Du weißt nicht, welche Blicke ich ertragen muss, weil ich so rausgehe, wie ich will.

Du weißt nicht, welche non-verbale, verbale und oft auch körperliche Aggressivität ich bereits erleben musste und erleben werde, weil ich so lebe, wie ich will.

Du weißt nicht, wie mich diese Aggressivität immer wieder erschüttert und diese Entmenschlichung immer wieder verletzt, weil ich mich so anziehe, wie ich will.

Du weißt nicht, wie es uns geht.

Dann sagst du mir auch noch, ich provoziere mit meinem Kopftuch. Bitte was? Ich provoziere?

Provoziert deine Nacktheit auch? Provoziert dein Outfit auch? Provoziert dein Sommerlook auch?
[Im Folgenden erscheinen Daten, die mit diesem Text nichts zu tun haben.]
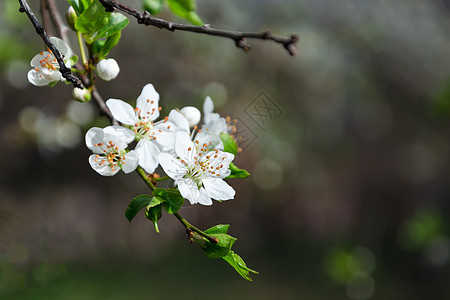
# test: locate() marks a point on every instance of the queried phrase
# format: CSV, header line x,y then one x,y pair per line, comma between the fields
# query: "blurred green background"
x,y
349,193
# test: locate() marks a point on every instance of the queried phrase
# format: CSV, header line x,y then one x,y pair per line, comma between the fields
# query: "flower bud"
x,y
192,114
71,17
108,69
81,95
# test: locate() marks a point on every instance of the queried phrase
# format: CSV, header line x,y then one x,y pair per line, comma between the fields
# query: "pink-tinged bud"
x,y
108,69
71,17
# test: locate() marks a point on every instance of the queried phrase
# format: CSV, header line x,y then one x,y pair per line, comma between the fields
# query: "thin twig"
x,y
290,44
45,16
65,71
99,101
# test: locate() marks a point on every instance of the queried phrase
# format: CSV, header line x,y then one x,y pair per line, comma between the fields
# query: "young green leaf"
x,y
107,45
229,144
154,213
79,5
236,172
153,6
239,265
221,249
136,205
221,228
73,59
172,197
95,23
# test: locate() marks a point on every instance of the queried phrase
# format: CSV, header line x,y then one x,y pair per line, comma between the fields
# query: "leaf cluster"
x,y
100,29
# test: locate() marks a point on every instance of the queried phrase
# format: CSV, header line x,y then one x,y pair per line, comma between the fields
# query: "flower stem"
x,y
144,177
82,50
161,178
189,226
183,221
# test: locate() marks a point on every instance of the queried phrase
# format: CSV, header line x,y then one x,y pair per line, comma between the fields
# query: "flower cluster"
x,y
195,159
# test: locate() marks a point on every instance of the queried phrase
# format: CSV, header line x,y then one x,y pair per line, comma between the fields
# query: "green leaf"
x,y
220,249
229,144
239,265
185,9
154,213
136,205
103,47
79,5
153,6
221,228
236,172
95,23
172,197
73,59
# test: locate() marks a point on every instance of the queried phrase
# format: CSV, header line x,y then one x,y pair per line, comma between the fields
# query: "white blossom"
x,y
192,114
81,95
198,172
108,69
108,145
153,137
45,66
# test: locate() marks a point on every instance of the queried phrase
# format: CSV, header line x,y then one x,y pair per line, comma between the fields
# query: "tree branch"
x,y
45,16
65,71
239,38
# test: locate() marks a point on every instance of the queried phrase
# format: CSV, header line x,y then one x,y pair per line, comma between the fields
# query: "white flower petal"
x,y
165,136
192,114
179,120
36,61
148,102
218,189
122,111
172,166
37,78
104,168
125,134
94,136
208,106
130,161
184,147
148,155
189,190
114,140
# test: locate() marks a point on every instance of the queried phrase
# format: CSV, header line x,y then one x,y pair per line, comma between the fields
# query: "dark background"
x,y
349,193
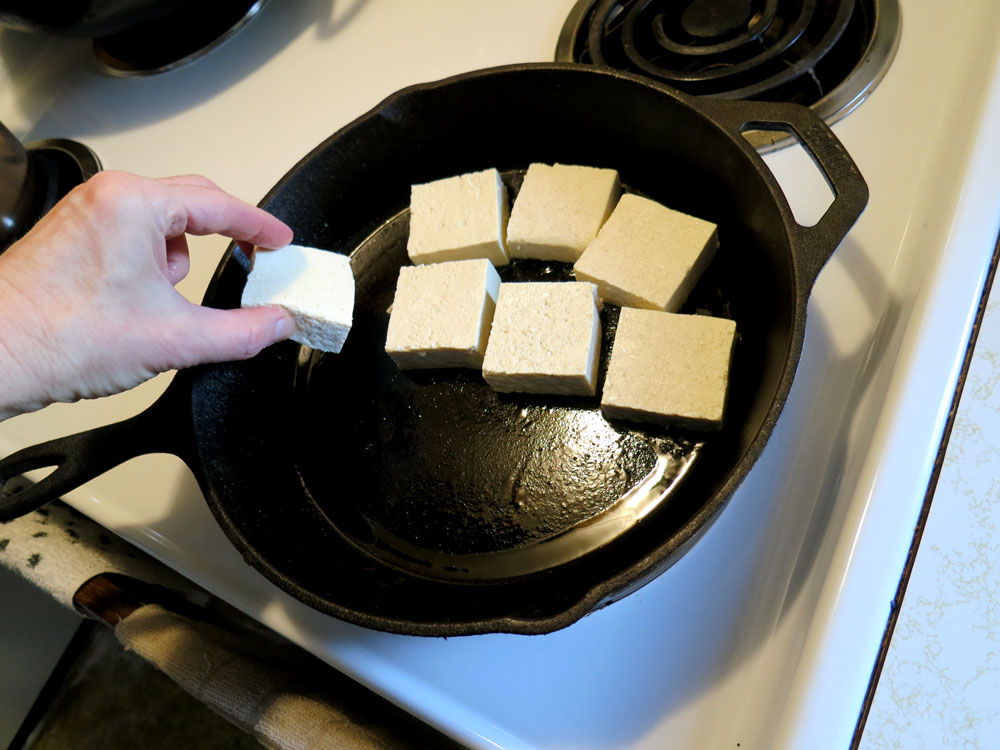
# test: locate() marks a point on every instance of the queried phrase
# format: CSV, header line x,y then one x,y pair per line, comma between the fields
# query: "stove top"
x,y
829,55
774,618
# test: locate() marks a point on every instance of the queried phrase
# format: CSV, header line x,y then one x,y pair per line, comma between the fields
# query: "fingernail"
x,y
283,328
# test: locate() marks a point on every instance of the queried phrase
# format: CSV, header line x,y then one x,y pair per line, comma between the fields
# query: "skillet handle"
x,y
815,244
79,458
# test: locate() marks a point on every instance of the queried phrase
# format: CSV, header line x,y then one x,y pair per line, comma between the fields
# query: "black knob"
x,y
17,188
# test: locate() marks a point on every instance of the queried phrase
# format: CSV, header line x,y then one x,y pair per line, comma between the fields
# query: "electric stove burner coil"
x,y
828,54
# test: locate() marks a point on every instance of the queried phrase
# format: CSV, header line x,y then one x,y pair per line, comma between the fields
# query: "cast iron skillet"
x,y
424,503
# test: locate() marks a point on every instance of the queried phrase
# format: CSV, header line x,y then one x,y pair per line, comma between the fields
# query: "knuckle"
x,y
248,343
108,191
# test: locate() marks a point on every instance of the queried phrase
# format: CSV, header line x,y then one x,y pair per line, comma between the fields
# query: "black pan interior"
x,y
302,453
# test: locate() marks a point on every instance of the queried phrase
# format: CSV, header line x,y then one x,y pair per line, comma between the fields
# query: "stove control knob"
x,y
17,189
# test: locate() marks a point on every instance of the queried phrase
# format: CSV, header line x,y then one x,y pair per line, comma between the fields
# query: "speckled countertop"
x,y
940,683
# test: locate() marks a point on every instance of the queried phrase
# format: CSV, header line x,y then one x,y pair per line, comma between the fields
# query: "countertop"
x,y
941,676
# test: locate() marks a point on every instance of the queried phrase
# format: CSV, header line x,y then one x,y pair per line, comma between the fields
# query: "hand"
x,y
87,302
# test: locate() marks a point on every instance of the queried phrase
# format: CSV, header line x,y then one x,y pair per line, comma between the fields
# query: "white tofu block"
x,y
441,314
315,286
546,339
459,218
667,368
647,255
559,211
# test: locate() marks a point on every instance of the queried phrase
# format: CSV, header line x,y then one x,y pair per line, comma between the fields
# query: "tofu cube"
x,y
315,286
648,255
667,367
441,314
459,218
559,211
545,339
Sprich also nicht davon, dass ich nicht weiß, wie es euch geht, denn du hast ja keine Ahnung, wie es uns schon immer gegangen ist. Deine Unsicherheit wird thematisiert, deine Unsicherheit wird betitelt. Deine Unsicherheit wird mit Schildern in Bädern bedacht, aber über unsere Unsicherheit weiß keiner Bescheid, über uns redet niemand, für uns interessiert sich niemand.

Muslimische Frau werden auf der Straße getreten, angespuckt, beschimpft, gestoßen, geohrfeigt, geschlagen, im Geschäft nicht bedient, mies behandelt, erniedrigt, diskriminiert– weißt du, dass das täglich passiert? Weißt du, wie oft ich weinend eine Freundin angerufen habe? Weißt du, wie oft mich Freundinnen weinend angerufen haben?

Dich greifen Männer auf der Straße an? Sie rufen dir was nach? Sie starren dich an? Das finde ich sehr schlimm!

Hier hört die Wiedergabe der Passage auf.